The emergency powers will allow the authority to impose compulsory quarantining, movement restrictions, gathering limits, social distancing and the sharing of confidential information for contact tracing.

The bill has faced criticism from the Human Rights Commission, which recommends the bill not proceed and be replaced with comprehensive human rights compatible pandemic legislation.

Queensland Human Rights Commissioner Scott McDougall blasted the Palaszcuk government at a parliamentary committee on Monday.

“As a community, we have learnt about the impacts of quarantining conditions on people’s mental health, the human rights limitations arising from public health directions that confine people to their homes and the mandating of vaccines,” McDougall wrote in a 12-page submission to the committee.

McDougall noted that without proper oversight, transparency and external review, the government cannot be granted the power to impose “such significant human rights limitations.”

In response to the public’s outcry, the state government has stood by its decision, with Health Minister Yvette D’Ath arguing the bill is crucial to protect the state from any emerging COVID-19 strains – despite declining case numbers.

Queensland Premier Annastacia Palaszczuk said she was worried that unvaccinated people could transmit the virus to the elderly who have made up most of the state’s COVID-19 cases, despite growing evidence showing the vaccine does not help prevent transmission.
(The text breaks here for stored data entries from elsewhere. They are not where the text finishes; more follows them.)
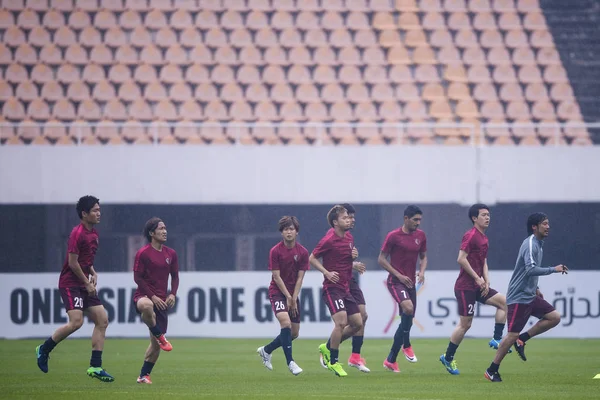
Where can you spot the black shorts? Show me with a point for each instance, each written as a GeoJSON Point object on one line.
{"type": "Point", "coordinates": [162, 317]}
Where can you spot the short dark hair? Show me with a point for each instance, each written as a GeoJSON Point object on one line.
{"type": "Point", "coordinates": [334, 213]}
{"type": "Point", "coordinates": [535, 219]}
{"type": "Point", "coordinates": [349, 207]}
{"type": "Point", "coordinates": [287, 220]}
{"type": "Point", "coordinates": [151, 226]}
{"type": "Point", "coordinates": [412, 210]}
{"type": "Point", "coordinates": [474, 210]}
{"type": "Point", "coordinates": [85, 204]}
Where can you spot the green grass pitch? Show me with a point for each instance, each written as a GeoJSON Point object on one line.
{"type": "Point", "coordinates": [231, 369]}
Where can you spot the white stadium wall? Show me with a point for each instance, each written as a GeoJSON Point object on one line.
{"type": "Point", "coordinates": [236, 305]}
{"type": "Point", "coordinates": [298, 175]}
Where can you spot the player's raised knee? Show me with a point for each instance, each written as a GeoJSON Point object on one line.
{"type": "Point", "coordinates": [553, 317]}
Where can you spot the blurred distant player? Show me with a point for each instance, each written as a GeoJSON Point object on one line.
{"type": "Point", "coordinates": [336, 249]}
{"type": "Point", "coordinates": [473, 285]}
{"type": "Point", "coordinates": [153, 264]}
{"type": "Point", "coordinates": [403, 246]}
{"type": "Point", "coordinates": [524, 298]}
{"type": "Point", "coordinates": [77, 285]}
{"type": "Point", "coordinates": [288, 261]}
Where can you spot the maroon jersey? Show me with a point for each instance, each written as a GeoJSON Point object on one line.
{"type": "Point", "coordinates": [151, 271]}
{"type": "Point", "coordinates": [404, 250]}
{"type": "Point", "coordinates": [288, 262]}
{"type": "Point", "coordinates": [475, 244]}
{"type": "Point", "coordinates": [84, 243]}
{"type": "Point", "coordinates": [336, 253]}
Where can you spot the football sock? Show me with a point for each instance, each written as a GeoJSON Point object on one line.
{"type": "Point", "coordinates": [146, 368]}
{"type": "Point", "coordinates": [96, 360]}
{"type": "Point", "coordinates": [335, 353]}
{"type": "Point", "coordinates": [450, 351]}
{"type": "Point", "coordinates": [357, 344]}
{"type": "Point", "coordinates": [524, 337]}
{"type": "Point", "coordinates": [493, 367]}
{"type": "Point", "coordinates": [406, 325]}
{"type": "Point", "coordinates": [275, 344]}
{"type": "Point", "coordinates": [48, 345]}
{"type": "Point", "coordinates": [155, 330]}
{"type": "Point", "coordinates": [286, 343]}
{"type": "Point", "coordinates": [498, 328]}
{"type": "Point", "coordinates": [397, 345]}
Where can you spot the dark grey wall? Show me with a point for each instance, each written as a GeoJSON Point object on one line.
{"type": "Point", "coordinates": [33, 237]}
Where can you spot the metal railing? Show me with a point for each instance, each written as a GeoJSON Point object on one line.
{"type": "Point", "coordinates": [316, 133]}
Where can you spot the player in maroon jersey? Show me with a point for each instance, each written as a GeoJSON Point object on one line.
{"type": "Point", "coordinates": [403, 246]}
{"type": "Point", "coordinates": [355, 360]}
{"type": "Point", "coordinates": [153, 264]}
{"type": "Point", "coordinates": [77, 285]}
{"type": "Point", "coordinates": [337, 250]}
{"type": "Point", "coordinates": [473, 285]}
{"type": "Point", "coordinates": [288, 261]}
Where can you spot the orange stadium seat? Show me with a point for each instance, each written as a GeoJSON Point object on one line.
{"type": "Point", "coordinates": [349, 74]}
{"type": "Point", "coordinates": [485, 92]}
{"type": "Point", "coordinates": [52, 91]}
{"type": "Point", "coordinates": [499, 56]}
{"type": "Point", "coordinates": [474, 56]}
{"type": "Point", "coordinates": [93, 73]}
{"type": "Point", "coordinates": [449, 55]}
{"type": "Point", "coordinates": [484, 21]}
{"type": "Point", "coordinates": [26, 91]}
{"type": "Point", "coordinates": [42, 73]}
{"type": "Point", "coordinates": [373, 74]}
{"type": "Point", "coordinates": [365, 38]}
{"type": "Point", "coordinates": [511, 91]}
{"type": "Point", "coordinates": [104, 92]}
{"type": "Point", "coordinates": [458, 21]}
{"type": "Point", "coordinates": [78, 91]}
{"type": "Point", "coordinates": [460, 91]}
{"type": "Point", "coordinates": [53, 20]}
{"type": "Point", "coordinates": [523, 56]}
{"type": "Point", "coordinates": [129, 91]}
{"type": "Point", "coordinates": [130, 20]}
{"type": "Point", "coordinates": [516, 38]}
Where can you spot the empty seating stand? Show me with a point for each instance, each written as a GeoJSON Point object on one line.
{"type": "Point", "coordinates": [202, 71]}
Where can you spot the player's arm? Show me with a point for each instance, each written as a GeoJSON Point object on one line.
{"type": "Point", "coordinates": [486, 278]}
{"type": "Point", "coordinates": [422, 267]}
{"type": "Point", "coordinates": [280, 284]}
{"type": "Point", "coordinates": [174, 282]}
{"type": "Point", "coordinates": [315, 263]}
{"type": "Point", "coordinates": [93, 276]}
{"type": "Point", "coordinates": [383, 261]}
{"type": "Point", "coordinates": [466, 266]}
{"type": "Point", "coordinates": [533, 269]}
{"type": "Point", "coordinates": [76, 268]}
{"type": "Point", "coordinates": [292, 307]}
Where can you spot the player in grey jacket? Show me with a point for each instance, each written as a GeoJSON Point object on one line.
{"type": "Point", "coordinates": [524, 298]}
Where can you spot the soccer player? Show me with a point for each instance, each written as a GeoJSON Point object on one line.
{"type": "Point", "coordinates": [403, 246]}
{"type": "Point", "coordinates": [288, 261]}
{"type": "Point", "coordinates": [524, 297]}
{"type": "Point", "coordinates": [153, 264]}
{"type": "Point", "coordinates": [355, 359]}
{"type": "Point", "coordinates": [473, 285]}
{"type": "Point", "coordinates": [336, 249]}
{"type": "Point", "coordinates": [77, 285]}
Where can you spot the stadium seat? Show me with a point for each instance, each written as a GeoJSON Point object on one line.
{"type": "Point", "coordinates": [93, 73]}
{"type": "Point", "coordinates": [41, 73]}
{"type": "Point", "coordinates": [104, 92]}
{"type": "Point", "coordinates": [78, 91]}
{"type": "Point", "coordinates": [129, 91]}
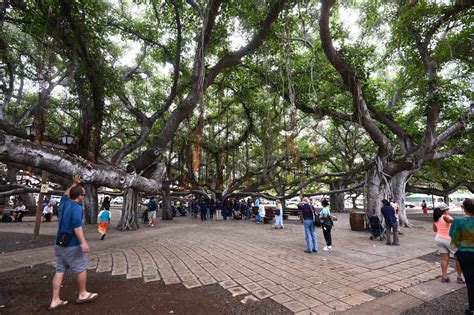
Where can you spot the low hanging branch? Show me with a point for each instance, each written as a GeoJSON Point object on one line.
{"type": "Point", "coordinates": [275, 197]}
{"type": "Point", "coordinates": [26, 153]}
{"type": "Point", "coordinates": [26, 190]}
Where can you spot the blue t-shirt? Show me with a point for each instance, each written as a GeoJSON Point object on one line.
{"type": "Point", "coordinates": [324, 211]}
{"type": "Point", "coordinates": [307, 211]}
{"type": "Point", "coordinates": [70, 217]}
{"type": "Point", "coordinates": [104, 215]}
{"type": "Point", "coordinates": [389, 215]}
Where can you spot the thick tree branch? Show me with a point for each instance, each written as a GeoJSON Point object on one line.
{"type": "Point", "coordinates": [34, 155]}
{"type": "Point", "coordinates": [350, 80]}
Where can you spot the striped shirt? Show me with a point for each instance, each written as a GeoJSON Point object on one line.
{"type": "Point", "coordinates": [462, 234]}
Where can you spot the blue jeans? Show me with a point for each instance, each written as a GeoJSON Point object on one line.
{"type": "Point", "coordinates": [310, 234]}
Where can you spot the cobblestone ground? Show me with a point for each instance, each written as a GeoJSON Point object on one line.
{"type": "Point", "coordinates": [255, 262]}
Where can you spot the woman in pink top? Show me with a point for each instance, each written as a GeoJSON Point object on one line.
{"type": "Point", "coordinates": [441, 224]}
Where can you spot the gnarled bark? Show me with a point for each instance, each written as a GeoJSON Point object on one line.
{"type": "Point", "coordinates": [399, 182]}
{"type": "Point", "coordinates": [129, 219]}
{"type": "Point", "coordinates": [166, 204]}
{"type": "Point", "coordinates": [90, 204]}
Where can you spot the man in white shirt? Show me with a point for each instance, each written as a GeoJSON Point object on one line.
{"type": "Point", "coordinates": [19, 212]}
{"type": "Point", "coordinates": [48, 212]}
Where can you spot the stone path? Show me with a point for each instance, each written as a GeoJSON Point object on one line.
{"type": "Point", "coordinates": [255, 262]}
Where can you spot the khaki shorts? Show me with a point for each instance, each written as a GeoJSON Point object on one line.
{"type": "Point", "coordinates": [444, 245]}
{"type": "Point", "coordinates": [151, 215]}
{"type": "Point", "coordinates": [70, 258]}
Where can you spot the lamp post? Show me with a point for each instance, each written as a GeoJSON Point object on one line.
{"type": "Point", "coordinates": [67, 138]}
{"type": "Point", "coordinates": [432, 197]}
{"type": "Point", "coordinates": [30, 130]}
“I don’t think anyone likes to see these vaccination mandates out there,” Palaszczuk said. “But the reality is we still need to drive up that vaccination rate and we need to protect the community… I don’t know what’s around the corner.”

The authority has also been pushing to drive up the vaccination rate in children as the state recorded 43 percent first-dose rate in children, the lowest among all Australian states and territories.

A parliamentary committee that looks at the bill to extend health chief powers is due to report on March 25, one day before the public health emergency declaration is set to end.